Não fiquei surpreendido com o contraste entre a dignidade do evento e a indignidade da sua cobertura televisiva, em particular na SIC. Perante a justa queixa, a Entidade Reguladora para a Comunicação Social (ERC) deliberou o seguinte: 

“Considerar que a peça jornalística, ao ter um registo opinativo, que desvaloriza e ridiculariza a posição do PCP, não observa o rigor informativo, pelo incumprimento da necessária isenção e pela não demarcação entre informação e opinião, ao arrepio do disposto na alínea a) do n.o1 do artigo 14.o do Estatuto do Jornalista.” 

No entanto, a regulação no neoliberalismo é totalmente inconsequente, limitando-se a ERC a “instar a SIC a assegurar a difusão de uma informação que respeite o pluralismo, o rigor e a isenção, nos termos previstos no artigo 34.o, n.o2, alínea b), da Lei da Televisão e dos Serviços Audiovisuais a Pedido”.

19 de julho 

Em declarações ao Financial Times, a chefe de uma das maiores empresas das indústrias de guerra norte-americanas apela aos governos ocidentais para que haja um “claro sinal de procura”: afinal de contas, precisam de garantias sobre a “sustentação” da guerra na Ucrânia para que os stocks de armas sejam repostos, com grandes lucros, naturalmente. 

Ainda no Financial Times, discute-se a “situação impossível” do BCE, ou seja, a situação de uma zona euro disfuncional. Impossível é a situação das classes populares, em particular nas periferias. A aposta na continuação da guerra, a imprudente escalada sancionatória e a ausência de iniciativas diplomáticas não ajudam nada. 

22 de julho

Se o Banco Central Europeu (BCE) está disponível, com a primeira subida da taxa de juro de referência da última década, para sacrificar o investimento e o emprego, em nome do combate a uma inflação sobretudo puxada pelos custos da energia e pelo oportunismo das grandes empresas, a verdade é que não parece estar disponível, no contexto de “policrises”, para repetir a crise evitável das dívidas que não são soberanas.

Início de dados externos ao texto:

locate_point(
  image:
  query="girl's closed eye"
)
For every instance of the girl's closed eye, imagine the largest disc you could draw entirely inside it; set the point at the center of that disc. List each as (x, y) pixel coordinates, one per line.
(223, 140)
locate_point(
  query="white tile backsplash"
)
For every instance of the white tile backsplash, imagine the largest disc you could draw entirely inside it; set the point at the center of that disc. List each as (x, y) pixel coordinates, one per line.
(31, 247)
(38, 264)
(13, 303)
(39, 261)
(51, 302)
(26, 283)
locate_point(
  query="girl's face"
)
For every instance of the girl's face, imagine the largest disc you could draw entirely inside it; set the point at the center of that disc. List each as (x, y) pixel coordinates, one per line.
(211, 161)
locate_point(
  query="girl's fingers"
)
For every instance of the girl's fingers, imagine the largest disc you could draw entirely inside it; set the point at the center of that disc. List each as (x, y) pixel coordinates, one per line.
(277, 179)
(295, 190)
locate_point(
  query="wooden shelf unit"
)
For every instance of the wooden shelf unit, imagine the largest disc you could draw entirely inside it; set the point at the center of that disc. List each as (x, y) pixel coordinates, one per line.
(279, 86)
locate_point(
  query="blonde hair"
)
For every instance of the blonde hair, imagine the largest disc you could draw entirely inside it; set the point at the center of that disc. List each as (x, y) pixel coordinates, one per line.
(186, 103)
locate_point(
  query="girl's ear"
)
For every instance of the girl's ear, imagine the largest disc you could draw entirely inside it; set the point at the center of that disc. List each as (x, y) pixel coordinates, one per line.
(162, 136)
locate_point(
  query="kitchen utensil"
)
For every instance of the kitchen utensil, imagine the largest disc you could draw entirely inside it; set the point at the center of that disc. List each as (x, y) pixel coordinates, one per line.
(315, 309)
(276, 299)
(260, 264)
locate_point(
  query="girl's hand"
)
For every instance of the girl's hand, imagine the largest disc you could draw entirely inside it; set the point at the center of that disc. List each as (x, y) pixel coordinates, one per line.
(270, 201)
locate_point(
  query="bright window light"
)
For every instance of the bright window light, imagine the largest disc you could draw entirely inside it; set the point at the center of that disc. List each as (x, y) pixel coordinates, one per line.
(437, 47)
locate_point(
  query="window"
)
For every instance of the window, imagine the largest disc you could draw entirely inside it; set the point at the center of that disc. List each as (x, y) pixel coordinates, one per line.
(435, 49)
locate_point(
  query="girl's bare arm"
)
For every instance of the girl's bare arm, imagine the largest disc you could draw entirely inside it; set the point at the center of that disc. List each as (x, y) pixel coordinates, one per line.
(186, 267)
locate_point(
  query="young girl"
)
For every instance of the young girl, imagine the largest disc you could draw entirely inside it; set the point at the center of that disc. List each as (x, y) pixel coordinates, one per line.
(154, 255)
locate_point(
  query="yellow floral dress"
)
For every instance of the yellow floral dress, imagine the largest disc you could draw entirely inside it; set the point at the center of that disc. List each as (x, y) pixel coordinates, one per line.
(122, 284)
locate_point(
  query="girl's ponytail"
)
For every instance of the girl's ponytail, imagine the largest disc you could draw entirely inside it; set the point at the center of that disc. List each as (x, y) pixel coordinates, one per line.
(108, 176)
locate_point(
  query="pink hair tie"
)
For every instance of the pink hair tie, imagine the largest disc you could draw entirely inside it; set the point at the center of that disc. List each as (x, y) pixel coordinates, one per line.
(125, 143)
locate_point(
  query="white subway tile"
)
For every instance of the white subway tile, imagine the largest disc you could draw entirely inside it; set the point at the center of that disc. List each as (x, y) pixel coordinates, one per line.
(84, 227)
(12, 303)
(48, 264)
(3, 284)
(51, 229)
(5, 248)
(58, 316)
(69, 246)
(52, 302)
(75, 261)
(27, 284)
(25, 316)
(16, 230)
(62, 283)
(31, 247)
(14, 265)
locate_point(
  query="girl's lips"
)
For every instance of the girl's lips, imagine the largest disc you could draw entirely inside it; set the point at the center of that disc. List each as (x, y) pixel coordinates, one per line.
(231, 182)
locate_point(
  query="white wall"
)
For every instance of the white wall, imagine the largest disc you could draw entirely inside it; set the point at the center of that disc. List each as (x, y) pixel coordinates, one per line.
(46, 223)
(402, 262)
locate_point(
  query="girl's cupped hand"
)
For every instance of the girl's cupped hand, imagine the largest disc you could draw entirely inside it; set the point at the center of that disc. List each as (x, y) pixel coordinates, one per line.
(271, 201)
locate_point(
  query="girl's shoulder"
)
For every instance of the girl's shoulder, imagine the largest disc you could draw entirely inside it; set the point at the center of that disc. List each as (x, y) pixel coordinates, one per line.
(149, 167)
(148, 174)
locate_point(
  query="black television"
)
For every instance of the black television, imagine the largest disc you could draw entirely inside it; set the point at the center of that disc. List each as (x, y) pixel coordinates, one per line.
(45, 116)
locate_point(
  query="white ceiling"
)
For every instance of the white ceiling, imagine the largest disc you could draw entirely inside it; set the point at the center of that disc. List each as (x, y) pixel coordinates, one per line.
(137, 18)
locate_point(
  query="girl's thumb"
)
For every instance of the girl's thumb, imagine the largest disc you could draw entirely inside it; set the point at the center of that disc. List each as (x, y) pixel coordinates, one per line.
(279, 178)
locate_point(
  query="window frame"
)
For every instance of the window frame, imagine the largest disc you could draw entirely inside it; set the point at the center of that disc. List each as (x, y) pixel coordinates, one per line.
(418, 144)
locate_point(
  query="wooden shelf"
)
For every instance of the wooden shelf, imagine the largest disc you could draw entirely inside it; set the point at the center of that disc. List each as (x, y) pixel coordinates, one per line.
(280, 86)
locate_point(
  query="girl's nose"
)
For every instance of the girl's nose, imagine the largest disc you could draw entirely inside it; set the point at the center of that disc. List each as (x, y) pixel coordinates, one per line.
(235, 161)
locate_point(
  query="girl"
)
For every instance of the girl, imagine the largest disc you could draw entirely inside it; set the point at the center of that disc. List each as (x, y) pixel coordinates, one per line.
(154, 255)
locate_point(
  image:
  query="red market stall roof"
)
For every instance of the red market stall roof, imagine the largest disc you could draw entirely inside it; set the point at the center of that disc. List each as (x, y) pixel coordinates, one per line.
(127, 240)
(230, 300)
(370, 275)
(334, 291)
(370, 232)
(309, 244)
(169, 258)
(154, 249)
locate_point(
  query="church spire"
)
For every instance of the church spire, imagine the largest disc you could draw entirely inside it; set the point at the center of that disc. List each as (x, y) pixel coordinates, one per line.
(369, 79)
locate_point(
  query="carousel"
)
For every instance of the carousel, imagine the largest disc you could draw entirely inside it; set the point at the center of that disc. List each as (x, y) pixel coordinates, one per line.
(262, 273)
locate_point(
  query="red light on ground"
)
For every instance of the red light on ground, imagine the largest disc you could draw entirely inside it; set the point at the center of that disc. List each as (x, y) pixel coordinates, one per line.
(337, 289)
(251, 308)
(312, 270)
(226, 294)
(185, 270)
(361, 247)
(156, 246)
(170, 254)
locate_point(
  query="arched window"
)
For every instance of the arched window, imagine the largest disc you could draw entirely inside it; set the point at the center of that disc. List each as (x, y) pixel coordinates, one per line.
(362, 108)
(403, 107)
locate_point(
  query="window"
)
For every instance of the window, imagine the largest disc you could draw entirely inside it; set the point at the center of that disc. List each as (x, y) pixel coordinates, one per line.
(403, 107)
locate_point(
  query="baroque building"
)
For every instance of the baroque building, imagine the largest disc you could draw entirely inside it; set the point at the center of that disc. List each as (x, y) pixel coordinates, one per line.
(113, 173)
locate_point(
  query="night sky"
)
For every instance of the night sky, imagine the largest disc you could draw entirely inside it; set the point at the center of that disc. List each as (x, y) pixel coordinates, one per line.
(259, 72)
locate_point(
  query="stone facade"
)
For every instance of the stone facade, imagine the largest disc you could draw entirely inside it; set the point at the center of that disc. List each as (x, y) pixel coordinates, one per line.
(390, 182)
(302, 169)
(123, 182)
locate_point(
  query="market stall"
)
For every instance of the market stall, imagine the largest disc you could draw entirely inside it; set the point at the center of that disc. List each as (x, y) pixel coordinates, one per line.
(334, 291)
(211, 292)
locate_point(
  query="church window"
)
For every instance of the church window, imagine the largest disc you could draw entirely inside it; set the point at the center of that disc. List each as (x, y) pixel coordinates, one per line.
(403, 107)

De facto, a instituição pós-democrática mais poderosa da zona euro decidiu continuar o caminho da sua americanização, começado pela encarnação do neoliberalismo chamada Mario Draghi. Sim, também a sustentação do neoliberalismo requer comando político da moeda, ainda que disfarçado de técnica.

Quero com isto dizer que o novo instrumento de intervenção nos mercados secundários de dívida pública ontem anunciado é aparentemente ilimitado, embora esta hipótese vá ser provavelmente testada pelos próprios mercados, e sem condições novas, para lá da tralha neoliberal que já constrange a ação orçamental dos governos, sobretudo periféricos.

Fala-se de uma intervenção de controlo das reações dos mercados, para lá do que seria justificado pelos “fundamentos económicos”, orientada pela “sustentabilidade da dívida”. Obviamente, estes dois termos são incertos e parcialmente determinados pela própria ação do BCE.

Como diria Keynes, em contexto de incerteza, vale-nos a discricionariedade do soberano monetário e logo orçamental. O problema é que a ligação tesouro-moeda é aqui indireta, para lá do facto relevante que o soberano não é popular. Da ficção da independência dos bancos centrais, propagada pela teoria neoliberal, passámos há muito para a realidade neoliberal europeia da dependência dos governos em relação aos bancos centrais. No regime keynesiano, como lembrou um dia o insuspeito José da Silva Lopes, num aparte inesquecível numa conferência, o Ministro das Finanças telefonava para o Banco Central a dar ordens. Era preferível.

26 de julho

Como já vai sendo hábito, António Nogueira Leite exibe o seu preconceito e ignorância ao acusar os comunistas, que defendem o controlo de preços de bens fundamentais, de “estalinismo económico”. 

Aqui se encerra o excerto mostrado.